A famous paper proposed a way to test whether the hot hand is real or an illusion, by looking at sequences of hits and misses from professional basketball games. For each player, the authors computed the overall probability of making a shot, and the conditional probability of making a shot after three consecutive hits. For eight out of nine players, they found that the probability of making a shot was lower after three hits. Based on this and other results, they concluded that there is "no evidence for a positive correlation between the outcomes of successive shots". And for several decades, many people believed that the hot hand had been debunked.
However, this conclusion is based on a statistical error, at least in part. A 2018 paper showed that the statistic used in the first paper -- the probability of making a shot after three hits -- is biased. Even if the probability of making every shot is exactly 0.5, and there is actually no correlation between the outcomes, the probability of making a shot after three hits is less than 0.5.
It is not obvious why that’s true, which is why the error went undetected for so long, and I won’t try to explain it here. But we can use the methods from this chapter to check it. We’ll use the following function to generate a sequence of 0s and 1s with probability 0.5 and no correlation.
Listing 8.9.16. Python Code
def make_hits_and_misses(n):
    # Generate a random sequence of 0s and 1s
    return np.random.choice([0, 1], size=n)
In the notebook for this chapter, I provide a function that finds all subsequences of three hits (1s) and returns the element of the sequence that follows.
Listing 8.9.17. Python Code
import numpy as np


def get_successors(seq, target_sum=3):
    """Get the successors of each subsequence that sums to a target value.

    Parameters:
    seq (array-like): Sequence of 1s and 0s.
    target_sum (int): The target sum of the subsequence. Default is 3.

    Returns:
    np.ndarray: Array of successors to subsequences that sum to `target_sum`.
    """
    # Check if the input sequence is too short
    if len(seq) < 3:
        return np.array([])

    # Compute the sum of each subsequence of length 3
    kernel = [1, 1, 1]
    corr = np.correlate(seq, kernel, mode="valid")

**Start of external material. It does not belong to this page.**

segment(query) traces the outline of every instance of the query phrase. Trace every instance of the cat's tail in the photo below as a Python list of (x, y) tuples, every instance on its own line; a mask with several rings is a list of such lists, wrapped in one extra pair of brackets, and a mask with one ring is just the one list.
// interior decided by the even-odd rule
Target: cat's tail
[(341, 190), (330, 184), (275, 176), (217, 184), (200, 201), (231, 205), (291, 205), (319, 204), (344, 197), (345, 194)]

    # Find the indices where the subsequence sums to the target value
    indices = np.nonzero(corr == target_sum)[0]

    # Remove cases where the subsequence is at the end of the sequence
    indices = indices[indices < len(seq) - 3]

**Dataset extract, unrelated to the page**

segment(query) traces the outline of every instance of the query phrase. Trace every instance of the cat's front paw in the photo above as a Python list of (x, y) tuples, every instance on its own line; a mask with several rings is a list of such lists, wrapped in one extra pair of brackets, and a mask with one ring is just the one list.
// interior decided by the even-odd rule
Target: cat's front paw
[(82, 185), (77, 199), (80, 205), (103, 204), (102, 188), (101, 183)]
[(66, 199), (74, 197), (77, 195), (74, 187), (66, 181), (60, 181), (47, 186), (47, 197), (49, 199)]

    # Find the successors of each valid subsequence
    successors = seq[indices + 3] if len(indices) > 0 else np.array([])

    return successors
Generate a large number of sequences with length 100 and for each sequence, find each shot that follows three hits. Compute the percentage of these shots that are hits. Hint: if the sequence does not contain three consecutive hits, the function returns an empty sequence, so your code will have to handle that.
If you run this simulation many times, what is the average percentage of hits? How does this result vary as you increase or decrease the length of the sequence?
The famous paper is Gilovich, T., Vallone, R., & Tversky, A. (1985). The hot hand in basketball: On the misperception of random sequences. Cognitive psychology, 17(3), 295-314.
The paper showing the statistical error is Miller, J. B., & Sanjurjo, A. (2018). Surprised by the hot hand fallacy? A truth in the law of small numbers. Econometrica, 86(6), 2019-2047.
The first paper is available here. The second is available here. For an overview of the topic and an explanation of the error, you might like this video.